Abbreviations: DBP, diastolic blood pressure; HTN, hypertension; LVH, left ventricular hypertrophy; LVM, left ventricular mass; LVMI, left ventricular mass index; SBP, systolic blood pressure; VFATL, visceral fat level.

Univariate model of logistic regression analysis revealed that Sokolow–Lyon duration product is the most potent index from analyzed electrocardiographic left ventricular hypertrophy criteria, (OR = 5,255; 95% CI = 3,190–8,659). Furthermore, the least essential indicator for LVH between analyzed ECG LVH criteria is Cornell voltage (OR = 2,759; 95% CI = 1,753–4,342). The remaining results of univariate logistic regression are presented in the forest plot (Figure 1).

FIGURE 1

Forest plot of potency of ECG LVH criteria

In every multivariate logistic regression model, BMI was removed by the software, because of decreasing accuracy of the model except in the group of women in which BMI remained in the model. In comparison with models without addition of BMI and VFATL, created models improved the AUC to 0.738 with Sokolow–Lyon voltage; improved the AUC with Sokolow–Lyon product to 0.743; improved the AUC with Cornell voltage to 0.735; and improved the AUC with Cornell duration product to 0.748. Analogous results were achieved in women and men group. Results are shown in Table 3. Furthermore, improvement of sensitivity at 90% specificity was observed in all created models. Comparison of R of the multivariate regression models is also presented in Table 3, which is the highest in Sokolow–Lyon duration product (0.19). The odds ratio (OR) of the analyzed ECG criteria increased after adding VFATL and BMI to the models. However, OR of Cornell duration product decreased from 2,96 (95% CI = 2,15–4,10) to 2,86 (95% CI = 2,02–4,03).

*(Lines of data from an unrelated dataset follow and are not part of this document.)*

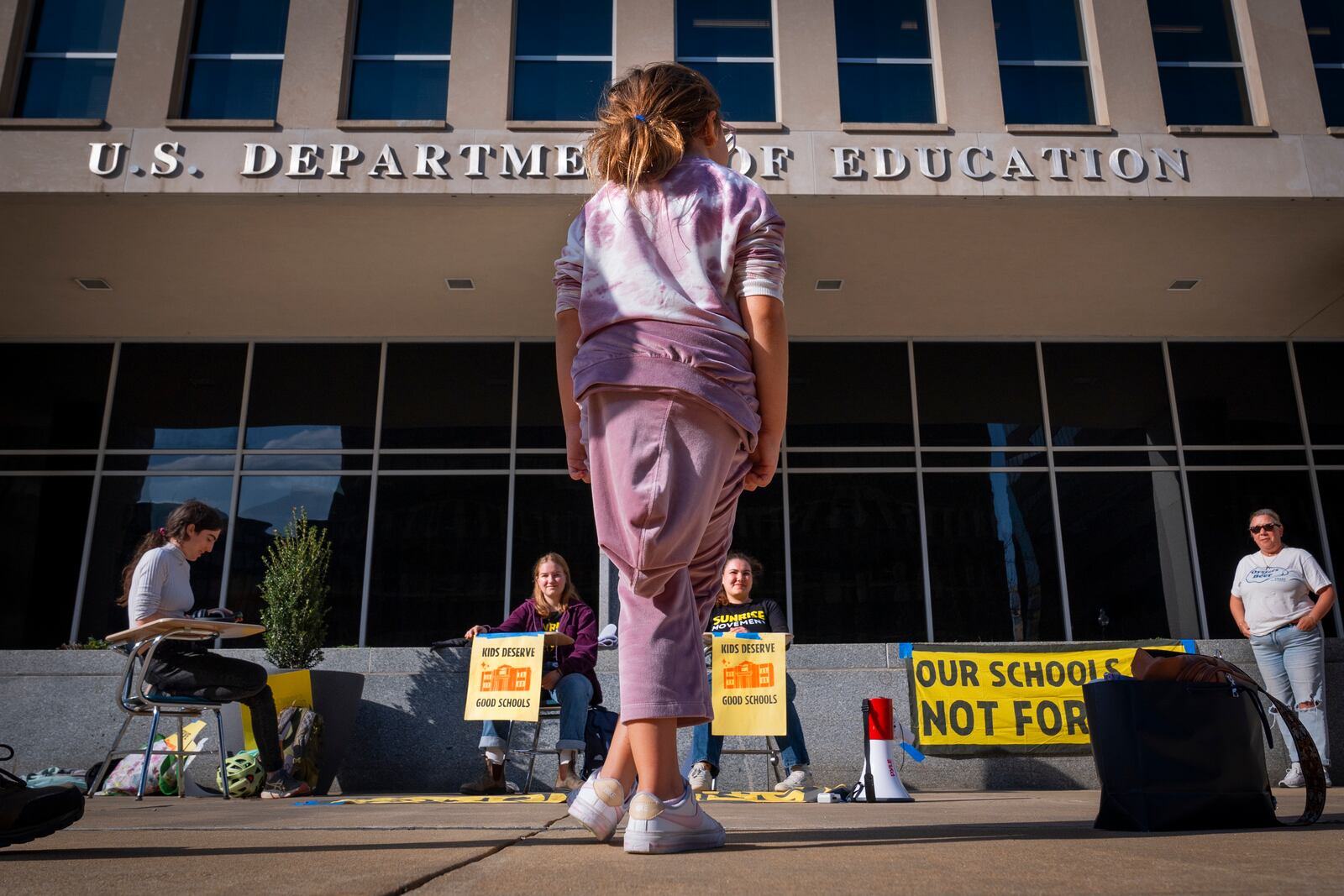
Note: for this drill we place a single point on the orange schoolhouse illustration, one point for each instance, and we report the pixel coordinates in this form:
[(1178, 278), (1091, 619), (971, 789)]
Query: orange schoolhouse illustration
[(506, 679), (749, 674)]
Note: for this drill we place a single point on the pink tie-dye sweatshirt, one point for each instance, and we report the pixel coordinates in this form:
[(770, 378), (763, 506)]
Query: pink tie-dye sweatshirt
[(658, 280)]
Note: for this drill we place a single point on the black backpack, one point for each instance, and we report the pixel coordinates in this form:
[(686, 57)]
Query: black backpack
[(597, 738)]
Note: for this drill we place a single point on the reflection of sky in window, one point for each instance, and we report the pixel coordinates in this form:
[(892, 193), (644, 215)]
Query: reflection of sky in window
[(295, 438), (270, 499), (170, 490), (206, 437)]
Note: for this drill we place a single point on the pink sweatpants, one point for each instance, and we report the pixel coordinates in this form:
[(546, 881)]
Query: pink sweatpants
[(667, 472)]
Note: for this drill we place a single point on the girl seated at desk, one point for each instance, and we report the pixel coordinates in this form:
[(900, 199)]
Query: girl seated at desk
[(156, 584), (568, 672)]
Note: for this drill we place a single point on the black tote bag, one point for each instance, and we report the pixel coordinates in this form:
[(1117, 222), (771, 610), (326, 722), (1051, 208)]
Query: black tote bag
[(1178, 755)]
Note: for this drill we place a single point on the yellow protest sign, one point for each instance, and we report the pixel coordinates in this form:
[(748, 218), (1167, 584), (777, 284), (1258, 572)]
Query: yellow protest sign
[(748, 684), (504, 680), (968, 701)]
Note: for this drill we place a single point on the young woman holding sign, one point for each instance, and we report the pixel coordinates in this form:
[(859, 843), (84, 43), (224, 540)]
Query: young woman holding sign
[(734, 610), (566, 672)]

This decrease was not observed when group was divided according to sex.

TABLE 3

Performance of univariate logistic regression models for conventional ECG criteria for LVH and multivariate logistic regression performance for conventional ECG criteria for LVH, with BMI and VFATL in a) all patients, b) men, and c) women

a)	AUC	R 2	Sensitivity at 90% specificity, %	OR of ECG criteria
Sokolow–Lyon voltage	0.571		20	2.87 (95% CI = 1.87–4.40)
Sokolow–Lyon voltage and VFATL	0.738	0.17	34	3.98 (95% CI = 2.48–6.39)
Sokolow–Lyon product	0.619		21	5.26 (95% CI = 3.19–8.66)
Sokolow–Lyon product and VFATL	0.743	0.19	37	7.27 (95% CI = 4.18–12.65)
Cornell voltage	0.672		21	2.76 (95% CI = 1.75–4.34)
Cornell voltage and VFATL	0.735	0.16	31	3.31 (95% CI = 2.03–5.38)
Cornell product	0.696		24	2.96 (95% CI = 2.15–4.10)
Cornell product and VFATL	0.748	0.18	33	2.86 (95% CI = 2.02–4.03)
b)
Sokolow–Lyon voltage	0.527		19	2.14 (95% CI = 1.33–3.44)
Sokolow–Lyon voltage and VFATL	0.702	0.14	32	3.45 (95% CI = 2.04–5.82)
Sokolow–Lyon product	0.561		21	3.85 (95% CI = 2.25–6.57)
Sokolow–Lyon product and VFATL	0.714	0.17	31	6.27 (95% CI = 3.46–11.36)
Cornell voltage	0.625		17	2.21 (95% CI = 1.29–3.77)
Cornell voltage and VFATL	0.691	0.13	27	2.83 (95% CI = 1.61–4.97)
Cornell product	0.636		19	2.04 (95% CI = 1.39–2.98)
Cornell product and VFATL	0.699	0.13	26	2.23 (95% CI = 1.49–3.32)
c)
Sokolow–Lyon voltage	0.560		17	2.39 (95% CI = 0.75–7.57)
Sokolow–Lyon voltage, VFATL and BMI	0.723	0.13	33	3.47 (95% CI = 0.95–12.62)
Sokolow–Lyon product	0.614		21	3.55 (95% CI = 0.64–19.66)
Sokolow–Lyon product, VFATL and BMI	0.717	0.13	31	7.58 (95% CI = 1.23–46.80)
Cornell voltage	0.712		30	2.86 (95% CI = 1.17–7.05)
Cornell voltage, VFATL and BMI	0.723	0.13	33	3.76 (95% CI = 1.43–9.92)
Cornell product	0.735		34	4.19 (95% CI = 2.23–7.89)
Cornell product, VFATL and BMI	0.738	0.16	40	4.50 (95% CI = 2.27–8.91)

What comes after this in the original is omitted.